Counting with Doug: Financing a trip to Lake Tahoe solely with blackjack winnings?

Five links for triple witching day

* Surprise! TARP is ineffective! (MarketWatch)

* FedEx: profits up, jobs to be cut (WSJ)

* What’s a Halo, and why would I want to buy one? (Reuters)

* Massive fee in Madoff case (Bankruptcy Topics)

* Foreclosures up 25% on the year (Yahoo)

Even more equilibrium!

Notice how now even the 200 day moving average has gravitated to the 1115 level on the S & P 500!

Total equilibrium!

Has the stock market, the ultimate “body in motion,” finally reached its proper resting point?

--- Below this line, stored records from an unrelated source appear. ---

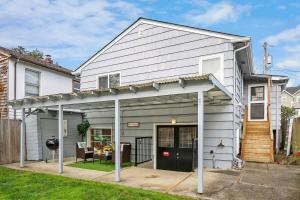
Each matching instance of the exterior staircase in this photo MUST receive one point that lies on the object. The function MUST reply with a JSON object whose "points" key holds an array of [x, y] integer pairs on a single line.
{"points": [[257, 144], [257, 139]]}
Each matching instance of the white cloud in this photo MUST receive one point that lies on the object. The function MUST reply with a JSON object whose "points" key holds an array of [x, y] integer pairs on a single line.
{"points": [[217, 13], [69, 30], [288, 35]]}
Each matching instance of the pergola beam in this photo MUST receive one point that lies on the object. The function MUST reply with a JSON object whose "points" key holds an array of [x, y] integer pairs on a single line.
{"points": [[200, 141], [60, 139], [117, 141]]}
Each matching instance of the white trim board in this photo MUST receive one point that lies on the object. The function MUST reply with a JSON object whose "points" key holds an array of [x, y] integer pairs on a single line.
{"points": [[265, 101], [232, 38]]}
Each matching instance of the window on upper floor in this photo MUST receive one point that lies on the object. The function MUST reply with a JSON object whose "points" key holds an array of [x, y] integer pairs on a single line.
{"points": [[109, 81], [32, 83], [212, 64]]}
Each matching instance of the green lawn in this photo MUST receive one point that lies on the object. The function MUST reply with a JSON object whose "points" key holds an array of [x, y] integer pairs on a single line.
{"points": [[16, 184], [106, 166]]}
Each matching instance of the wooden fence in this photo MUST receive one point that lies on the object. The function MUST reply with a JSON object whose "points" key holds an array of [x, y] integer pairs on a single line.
{"points": [[9, 141]]}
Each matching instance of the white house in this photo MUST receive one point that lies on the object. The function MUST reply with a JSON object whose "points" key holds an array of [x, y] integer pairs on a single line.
{"points": [[193, 91]]}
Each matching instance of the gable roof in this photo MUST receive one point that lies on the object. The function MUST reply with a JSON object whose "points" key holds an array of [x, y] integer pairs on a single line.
{"points": [[38, 62], [231, 37]]}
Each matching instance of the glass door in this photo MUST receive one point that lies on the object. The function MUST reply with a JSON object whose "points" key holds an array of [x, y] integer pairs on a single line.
{"points": [[257, 102]]}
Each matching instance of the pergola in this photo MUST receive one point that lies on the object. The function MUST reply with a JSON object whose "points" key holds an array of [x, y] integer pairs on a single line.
{"points": [[205, 90]]}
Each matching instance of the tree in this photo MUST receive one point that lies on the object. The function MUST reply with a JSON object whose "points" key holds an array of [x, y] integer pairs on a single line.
{"points": [[82, 128], [287, 112], [20, 50], [36, 54]]}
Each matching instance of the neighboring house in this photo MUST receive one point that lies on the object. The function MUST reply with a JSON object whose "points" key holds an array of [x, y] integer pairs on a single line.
{"points": [[23, 76], [156, 73], [291, 98]]}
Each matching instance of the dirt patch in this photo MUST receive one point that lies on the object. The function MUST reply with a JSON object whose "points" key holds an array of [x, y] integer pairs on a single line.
{"points": [[227, 172], [287, 160]]}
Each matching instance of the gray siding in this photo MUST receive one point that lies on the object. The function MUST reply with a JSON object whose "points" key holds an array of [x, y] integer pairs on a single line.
{"points": [[162, 53], [49, 127], [159, 53], [33, 144], [273, 102], [42, 126], [217, 125]]}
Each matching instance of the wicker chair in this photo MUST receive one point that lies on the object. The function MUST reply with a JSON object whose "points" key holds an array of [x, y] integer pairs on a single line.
{"points": [[125, 153], [84, 152]]}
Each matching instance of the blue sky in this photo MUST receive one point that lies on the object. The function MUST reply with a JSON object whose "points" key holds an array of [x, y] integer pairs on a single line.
{"points": [[72, 30]]}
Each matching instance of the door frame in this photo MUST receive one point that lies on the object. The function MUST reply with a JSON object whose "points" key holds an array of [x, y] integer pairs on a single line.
{"points": [[265, 101], [154, 140]]}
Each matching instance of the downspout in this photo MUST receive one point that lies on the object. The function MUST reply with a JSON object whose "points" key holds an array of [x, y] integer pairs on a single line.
{"points": [[277, 133], [235, 158], [15, 85]]}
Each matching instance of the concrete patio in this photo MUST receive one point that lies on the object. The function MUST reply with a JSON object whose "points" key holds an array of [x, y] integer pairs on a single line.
{"points": [[254, 181]]}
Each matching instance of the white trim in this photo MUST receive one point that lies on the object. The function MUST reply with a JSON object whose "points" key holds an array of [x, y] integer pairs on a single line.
{"points": [[102, 127], [161, 24], [213, 56], [40, 82], [107, 74], [265, 101], [154, 140], [289, 93]]}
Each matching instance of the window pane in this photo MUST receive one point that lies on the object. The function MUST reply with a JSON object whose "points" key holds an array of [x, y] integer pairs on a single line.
{"points": [[257, 93], [114, 80], [257, 110], [166, 137], [186, 136], [103, 82], [31, 90], [212, 66], [31, 77]]}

On the S & P 500, the highest intraday point reached in October 2007 was 1576.09, with the lowest recent reading in early March 2009 at 666.72:

That averages out to 1121.41, almost exactly where we are now after Moday’s gap open!

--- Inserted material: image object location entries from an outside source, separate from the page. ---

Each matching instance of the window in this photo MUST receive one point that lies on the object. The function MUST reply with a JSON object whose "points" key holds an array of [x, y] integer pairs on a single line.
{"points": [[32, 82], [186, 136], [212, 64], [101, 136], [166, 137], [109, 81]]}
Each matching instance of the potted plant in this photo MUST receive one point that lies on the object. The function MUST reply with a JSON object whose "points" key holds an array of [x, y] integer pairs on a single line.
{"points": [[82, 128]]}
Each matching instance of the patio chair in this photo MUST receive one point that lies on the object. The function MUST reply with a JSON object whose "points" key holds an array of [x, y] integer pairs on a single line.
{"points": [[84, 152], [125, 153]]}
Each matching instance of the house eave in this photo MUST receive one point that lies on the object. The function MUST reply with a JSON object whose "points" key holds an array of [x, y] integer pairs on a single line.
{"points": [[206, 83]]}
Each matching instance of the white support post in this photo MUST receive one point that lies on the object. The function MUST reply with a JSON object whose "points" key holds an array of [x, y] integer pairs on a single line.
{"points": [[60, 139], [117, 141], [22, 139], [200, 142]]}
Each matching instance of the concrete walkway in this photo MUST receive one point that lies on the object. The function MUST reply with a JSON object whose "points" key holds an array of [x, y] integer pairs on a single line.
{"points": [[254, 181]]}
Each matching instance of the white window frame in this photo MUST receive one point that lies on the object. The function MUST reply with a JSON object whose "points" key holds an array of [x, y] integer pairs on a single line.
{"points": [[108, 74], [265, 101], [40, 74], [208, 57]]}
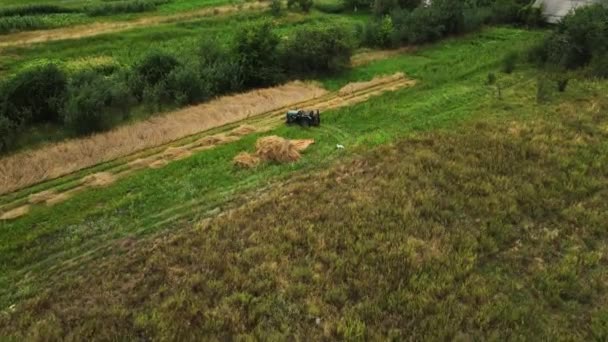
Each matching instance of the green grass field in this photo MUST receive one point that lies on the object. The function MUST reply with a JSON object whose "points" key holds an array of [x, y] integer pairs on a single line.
{"points": [[452, 214]]}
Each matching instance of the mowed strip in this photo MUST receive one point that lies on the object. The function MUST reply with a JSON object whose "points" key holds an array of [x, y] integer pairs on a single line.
{"points": [[350, 94], [90, 30]]}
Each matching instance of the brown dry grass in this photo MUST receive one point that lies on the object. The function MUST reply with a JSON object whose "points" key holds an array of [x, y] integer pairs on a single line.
{"points": [[243, 130], [277, 149], [62, 158], [273, 148], [357, 86], [41, 197], [246, 160], [90, 30], [15, 213], [99, 179]]}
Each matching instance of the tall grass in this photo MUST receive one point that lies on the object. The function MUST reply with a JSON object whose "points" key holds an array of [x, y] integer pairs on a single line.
{"points": [[21, 23]]}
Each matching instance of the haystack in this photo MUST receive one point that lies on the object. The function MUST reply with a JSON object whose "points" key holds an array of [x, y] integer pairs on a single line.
{"points": [[243, 130], [273, 148], [277, 149], [246, 160], [41, 197]]}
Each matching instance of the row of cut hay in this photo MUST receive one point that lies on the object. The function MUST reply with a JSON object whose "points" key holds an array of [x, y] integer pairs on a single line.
{"points": [[273, 149], [62, 158]]}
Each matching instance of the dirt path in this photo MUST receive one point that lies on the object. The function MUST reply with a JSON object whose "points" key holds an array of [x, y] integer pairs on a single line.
{"points": [[160, 156], [89, 30]]}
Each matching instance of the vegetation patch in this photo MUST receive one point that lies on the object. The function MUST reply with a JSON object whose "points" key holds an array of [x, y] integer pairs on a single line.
{"points": [[485, 230]]}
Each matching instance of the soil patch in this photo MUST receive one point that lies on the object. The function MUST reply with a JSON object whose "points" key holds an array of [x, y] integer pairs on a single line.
{"points": [[90, 30], [274, 149], [99, 179], [367, 57]]}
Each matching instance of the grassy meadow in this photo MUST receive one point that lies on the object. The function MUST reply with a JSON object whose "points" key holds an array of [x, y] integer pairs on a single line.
{"points": [[454, 212], [470, 206], [81, 12]]}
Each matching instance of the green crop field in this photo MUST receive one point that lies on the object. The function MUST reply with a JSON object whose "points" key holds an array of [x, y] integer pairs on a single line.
{"points": [[471, 205]]}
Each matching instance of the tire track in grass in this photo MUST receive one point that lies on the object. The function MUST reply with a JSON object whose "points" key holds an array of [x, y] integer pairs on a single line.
{"points": [[183, 148]]}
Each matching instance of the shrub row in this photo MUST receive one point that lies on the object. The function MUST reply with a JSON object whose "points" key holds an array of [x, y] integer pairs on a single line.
{"points": [[580, 40], [89, 101]]}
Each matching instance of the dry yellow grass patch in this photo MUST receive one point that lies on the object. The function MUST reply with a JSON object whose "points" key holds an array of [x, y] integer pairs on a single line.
{"points": [[99, 179], [15, 213], [273, 148], [367, 57], [59, 159], [90, 30]]}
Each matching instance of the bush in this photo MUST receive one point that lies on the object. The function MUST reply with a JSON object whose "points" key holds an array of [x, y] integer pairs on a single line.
{"points": [[419, 26], [491, 78], [562, 84], [599, 65], [256, 46], [7, 130], [509, 62], [331, 7], [276, 7], [95, 103], [384, 7], [304, 5], [543, 90], [580, 39], [320, 49], [35, 95]]}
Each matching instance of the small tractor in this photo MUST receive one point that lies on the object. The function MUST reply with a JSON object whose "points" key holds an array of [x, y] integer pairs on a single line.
{"points": [[304, 118]]}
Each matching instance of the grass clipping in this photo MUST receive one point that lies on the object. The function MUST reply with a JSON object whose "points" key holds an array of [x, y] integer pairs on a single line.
{"points": [[273, 149]]}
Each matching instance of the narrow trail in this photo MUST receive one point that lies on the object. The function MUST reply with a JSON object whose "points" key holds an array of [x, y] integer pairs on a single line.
{"points": [[94, 29], [162, 155]]}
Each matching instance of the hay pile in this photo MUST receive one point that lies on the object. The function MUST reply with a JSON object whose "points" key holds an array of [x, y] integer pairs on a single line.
{"points": [[274, 149], [246, 160]]}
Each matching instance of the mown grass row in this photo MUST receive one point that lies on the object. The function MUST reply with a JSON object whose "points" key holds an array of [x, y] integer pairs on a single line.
{"points": [[66, 230]]}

As for the calendar year 2010, we hit the peak in late April at 1219.80, and the low on July 1 at 1010.91:

That’s an average of 1115.35, also about where we are trading now, and exactly where we began the year!

Lets try BZQ again!

Looking at a quickie trade in BZQ (double short Brazil), which didn’t work out so well last time. But I picked up 1000 shares at the open today — we are at support and there is that nice gap at $22 from September 1st that I’m shooting for.

Have a great weekend!

Equilibrium …. or gaps to fill?

As of this morning’s open, the market is very close to where it started the year (S&P 1115), but also shows three promising unfilled gaps to the downside for aspiring bears to shoot for:

It may be awhile before we get down to the 1050 area and fill that September 1st gap, but the jobs report gap from Friday the 3rd at about 1090 came oh so close to being filled on Monday.

There’s 20 points sitting right out there for those who dare!

The pitfalls of using technical analysis on major market averages

I’ve commented here before on how tough it is to apply the principles of technical analysis to the market as a whole, rather than to specific stocks or ETFs.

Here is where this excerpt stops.